To solve the problem, we need to analyze the function \( f(x) = \int_{-2}^{x} (t^4 - bt^3 + (b+1)t^2 - bt + b) \, dt \) and determine the conditions under which this function is strictly increasing. ### Step-by-Step Solution: 1. **Understanding Strictly Increasing Function**: A function \( f(x) \) is strictly increasing if its derivative \( f'(x) > 0 \) for all \( x \in \mathbb{R} \). 2. **Using the Leibniz Rule**: To find \( f'(x) \), we apply the Leibniz rule for differentiation under the integral sign: \[ f'(x) = \frac{d}{dx} \int_{-2}^{x} (t^4 - bt^3 + (b+1)t^2 - bt + b) \, dt = (x^4 - bx^3 + (b+1)x^2 - bx + b) \] 3. **Setting the Derivative Greater Than Zero**: We need to ensure that: \[ x^4 - bx^3 + (b+1)x^2 - bx + b > 0 \quad \forall x \in \mathbb{R} \] 4. **Analyzing the Polynomial**: The expression can be rearranged as: \[ x^4 + (1-b)x^2 + b - bx^3 - bx > 0 \] We can factor out the common terms: \[ = x^2(x^2 + 1) - bx(x^2 + 1) + b \] This simplifies to: \[ (x^2 - bx + b)(x^2 + 1) > 0 \] 5. **Finding Conditions for Positivity**: Since \( x^2 + 1 > 0 \) for all \( x \), we only need to ensure: \[ x^2 - bx + b > 0 \quad \forall x \in \mathbb{R} \] This is a quadratic in \( x \), and for it to be positive for all \( x \), its discriminant must be less than zero: \[ D = b^2 - 4b < 0 \] Simplifying gives: \[ b(b - 4) < 0 \] 6. **Finding the Range of \( b \)**: The inequality \( b(b - 4) < 0 \) implies: - \( b < 0 \) or \( b > 4 \) gives positive values. - \( 0 < b < 4 \) gives negative values.
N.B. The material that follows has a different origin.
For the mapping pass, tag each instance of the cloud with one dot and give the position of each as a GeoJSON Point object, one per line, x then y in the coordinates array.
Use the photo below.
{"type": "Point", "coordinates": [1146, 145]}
Thus, \( b \) must lie in the interval: \[ 0 < b < 4 \] 7. **Counting the Integer Values**: The integers in the range \( (0, 4) \) are \( 1, 2, 3 \). Therefore, there are **3 integers** in this range. ### Final Answer: The number of integers in the range of \( b \) is **3**.